Extrait de mon prochain roman “Silence ! Coupable !”

Couverture

Vendredi 18, 18h45 – Quartier des Eaux-Claires, Grenoble

Le ciel s’est assombri depuis presque deux heures. Le froid et la pénombre l’emportent. Seuls le bleu et le violet de ses cheveux ressortent. La collégienne ne sait plus vraiment où elle se trouve. Après avoir quitté le collège, vers 18h00, sans attendre ses amies, prétextant un rendez-vous médical à l’autre bout de la ville, elle a bifurqué dans une rue inconnue. Elle zigzague à présent pour s’assurer qu’on ne la suive pas. La paranoïa et la confusion grignotent peu à peu sa raison.

Ce matin, elle a pris sa décision. La situation est devenue insupportable. Elle doit alerter. Qui ? Comment ? Elle ne sait pas. Elle se sent perdue. Comment abandonner cette folie, cette souffrance ? Un désir de simplement fuir, tout oublier, s’oublier. Fermer les yeux, boucher ses oreilles, se recroqueviller au chaud, rester imperméable à tout et à tous. Mais il la retrouvera. Les enfants fugueurs n’arrivent jamais à disparaître, ou bien leur disparition est involontaire. Pourquoi pas, après tout ? Pourquoi ne pas embrasser le vide ? La mort ne peut être pire que cette vie.

Poursuivant son chemin aléatoire, elle se répète, à voix basse, deux citations de son cours d’initiation à la philosophie avec sa professeure de latin. Comme pour se convaincre qu’elle n’a pas à la redouter.

« Schopenhauer a dit : “Le néant après la mort ? N’est-ce pas l’état auquel nous étions habitués avant la vie ?”… Et, selon Ovide : “La mort est moins cruelle que la crainte de la mort.”… Courage, donc, tu peux t’échapper. »

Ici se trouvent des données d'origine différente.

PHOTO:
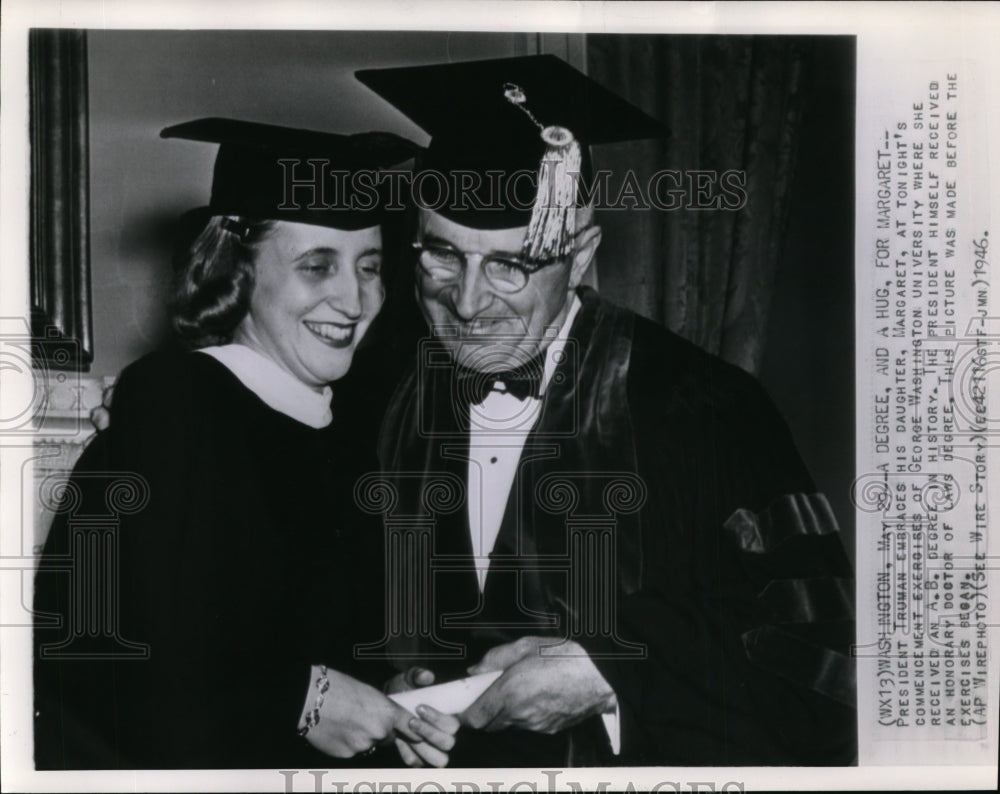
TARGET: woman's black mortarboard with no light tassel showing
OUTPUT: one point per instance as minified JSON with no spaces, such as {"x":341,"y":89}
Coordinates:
{"x":266,"y":171}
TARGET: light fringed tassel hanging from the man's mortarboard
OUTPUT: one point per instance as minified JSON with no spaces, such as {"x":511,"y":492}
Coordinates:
{"x":553,"y":218}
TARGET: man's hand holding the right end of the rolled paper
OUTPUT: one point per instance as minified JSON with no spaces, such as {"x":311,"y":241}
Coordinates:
{"x":545,"y":694}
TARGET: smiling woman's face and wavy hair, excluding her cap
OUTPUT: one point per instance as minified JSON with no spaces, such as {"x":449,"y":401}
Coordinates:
{"x":279,"y":288}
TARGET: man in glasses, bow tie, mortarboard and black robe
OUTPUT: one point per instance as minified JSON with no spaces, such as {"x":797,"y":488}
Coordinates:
{"x":634,"y":542}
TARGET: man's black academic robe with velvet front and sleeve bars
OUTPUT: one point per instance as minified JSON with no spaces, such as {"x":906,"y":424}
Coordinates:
{"x":658,"y":499}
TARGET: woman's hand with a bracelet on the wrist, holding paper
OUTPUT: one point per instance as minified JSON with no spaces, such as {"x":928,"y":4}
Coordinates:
{"x":355,"y":718}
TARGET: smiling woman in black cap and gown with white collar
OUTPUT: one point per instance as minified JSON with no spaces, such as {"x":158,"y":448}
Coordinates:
{"x":237,"y":573}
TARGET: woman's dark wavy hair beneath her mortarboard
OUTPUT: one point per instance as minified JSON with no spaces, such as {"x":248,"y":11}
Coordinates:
{"x":214,"y":276}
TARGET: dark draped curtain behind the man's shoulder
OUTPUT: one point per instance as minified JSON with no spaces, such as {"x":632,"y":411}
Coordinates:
{"x":731,"y":103}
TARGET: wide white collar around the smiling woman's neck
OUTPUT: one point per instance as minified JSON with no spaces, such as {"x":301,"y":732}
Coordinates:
{"x":275,"y":386}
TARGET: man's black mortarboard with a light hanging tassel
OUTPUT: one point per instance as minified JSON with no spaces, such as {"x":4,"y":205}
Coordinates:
{"x":501,"y":120}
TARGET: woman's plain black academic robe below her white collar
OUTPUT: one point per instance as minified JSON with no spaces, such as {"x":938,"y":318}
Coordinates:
{"x":205,"y":555}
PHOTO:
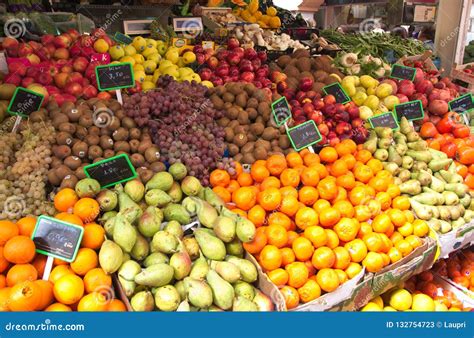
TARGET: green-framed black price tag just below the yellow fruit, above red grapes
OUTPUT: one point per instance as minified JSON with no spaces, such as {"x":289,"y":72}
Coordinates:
{"x":115,"y":76}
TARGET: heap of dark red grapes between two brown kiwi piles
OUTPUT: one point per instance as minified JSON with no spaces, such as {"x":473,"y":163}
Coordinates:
{"x":182,"y":124}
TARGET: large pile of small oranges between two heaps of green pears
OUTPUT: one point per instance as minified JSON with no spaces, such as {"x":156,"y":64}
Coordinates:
{"x":321,"y":218}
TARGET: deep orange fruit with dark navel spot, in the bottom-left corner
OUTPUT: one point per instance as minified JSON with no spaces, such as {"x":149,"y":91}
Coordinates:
{"x":25,"y":296}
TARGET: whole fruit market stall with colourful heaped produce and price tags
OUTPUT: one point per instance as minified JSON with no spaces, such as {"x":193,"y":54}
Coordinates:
{"x":163,"y":172}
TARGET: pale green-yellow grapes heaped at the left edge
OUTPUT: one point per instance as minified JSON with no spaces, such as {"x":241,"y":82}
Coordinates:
{"x":24,"y":164}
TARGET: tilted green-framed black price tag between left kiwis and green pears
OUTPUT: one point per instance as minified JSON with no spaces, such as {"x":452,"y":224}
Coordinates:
{"x":111,"y":171}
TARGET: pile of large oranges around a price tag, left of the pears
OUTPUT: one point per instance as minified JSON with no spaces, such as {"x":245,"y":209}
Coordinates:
{"x":81,"y":285}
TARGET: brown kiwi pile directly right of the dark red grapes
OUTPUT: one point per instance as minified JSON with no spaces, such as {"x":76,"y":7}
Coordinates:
{"x":250,"y":131}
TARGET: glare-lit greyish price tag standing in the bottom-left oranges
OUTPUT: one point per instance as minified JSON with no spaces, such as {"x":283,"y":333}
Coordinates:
{"x":55,"y":238}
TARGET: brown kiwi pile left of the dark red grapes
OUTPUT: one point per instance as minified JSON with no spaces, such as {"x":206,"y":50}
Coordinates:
{"x":91,"y":131}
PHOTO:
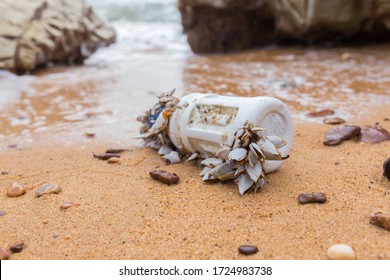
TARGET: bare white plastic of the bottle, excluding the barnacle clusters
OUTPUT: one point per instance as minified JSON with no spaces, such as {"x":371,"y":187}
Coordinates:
{"x":202,"y":122}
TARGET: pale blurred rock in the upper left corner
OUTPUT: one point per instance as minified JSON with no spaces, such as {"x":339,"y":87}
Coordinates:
{"x":36,"y":32}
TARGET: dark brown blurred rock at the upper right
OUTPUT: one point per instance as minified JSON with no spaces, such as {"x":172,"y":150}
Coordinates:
{"x":231,"y":25}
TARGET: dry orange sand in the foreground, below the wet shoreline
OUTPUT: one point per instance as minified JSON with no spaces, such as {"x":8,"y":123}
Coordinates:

Un coup de vent soudain la fait frissonner. Elle erre dans un quartier inconnu. Les rues sont peu éclairées. Le moindre passage d’une voiture ou des sons de pas derrière elle alimentent sa peur. Elle marche depuis une bonne heure, sans pour autant avoir avancé. Des petites enjambées, craintives, non assurées. Elle a perdu toute sérénité dans sa démarche. Se rendre dans un commissariat, et tout balancer ? Ou rentrer penaude chez elle et affronter la colère de son père. Elle atteint ses limites mentales. Une jeune fille de 14 ans n’a pas à subir ça. Personne ne le doit. Épuisée psychiquement, elle s’assoit sur un banc public. Le froid la saisit. Ces derniers temps, les nuits sont courtes. L’idée lui vient de s’allonger et se laisser happer par le sommeil. Mais une vieille dame s’approche d’elle en l’interpellant. Jeanne en est effrayée. Un regain d’énergie lui permet de s’éloigner en courant. Elle ne réfléchit pas plus qu’avant à sa trajectoire. Essoufflée, rassurée de ne voir personne à ses trousses, elle ralentit la cadence et reprend un rythme de marche. Son ventre se rappelle à elle par quelques gargouillis. L’adolescente doit trouver de quoi se nourrir et un endroit à l’abri où dormir. Son cerveau ne fonctionne que sur un instinct de survie et coupe court à toute autre forme de réflexions plus délétères que bénéfiques. Au bout d’une heure, apparaît dans son champ de vision un bâtiment d’où proviennent nombre de bruits. Un squat qui fait couler beaucoup d’encre depuis quelque temps. Réunissant artistes, marginaux, utopistes et sans-abri, toxicomanes ou non, revendiquant une zone sans frontières de libre-échange et d’accueil humaniste. Elle en a entendu parler et, n’ayant pas trop le choix, s’y dirige.

L’entrée est libre. L’atmosphère est enfumée, mais chaude. L’alternance de pénombre et de lumière, les musiques mélangées aux décibels généreux, les odeurs peu orthodoxes, les vapeurs d’alcool et sa confusion déjà installée l’entraînent dans un tourbillon indigeste. Elle ne sait plus distinguer la réalité du songe. Personne ne fait attention à sa présence. Elle s’enfonce au plus profond de la bâtisse, monte un étage où elle perçoit moins d’agitation. Elle y trouve un matelas disponible, dont l’état de propreté laisse à désirer. Peu importe, tant sa condition nécessite une position allongée. Elle laisse alors libre cours à son souhait du matin et tâche d’empêcher tout stimulus sensoriel de l’atteindre, emmitouflée dans une couverture chaude. Elle ne tarde pas à sombrer dans un sommeil profond avec l’espoir de se réveiller de ce cauchemar, ou de ne pas se réveiller du tout.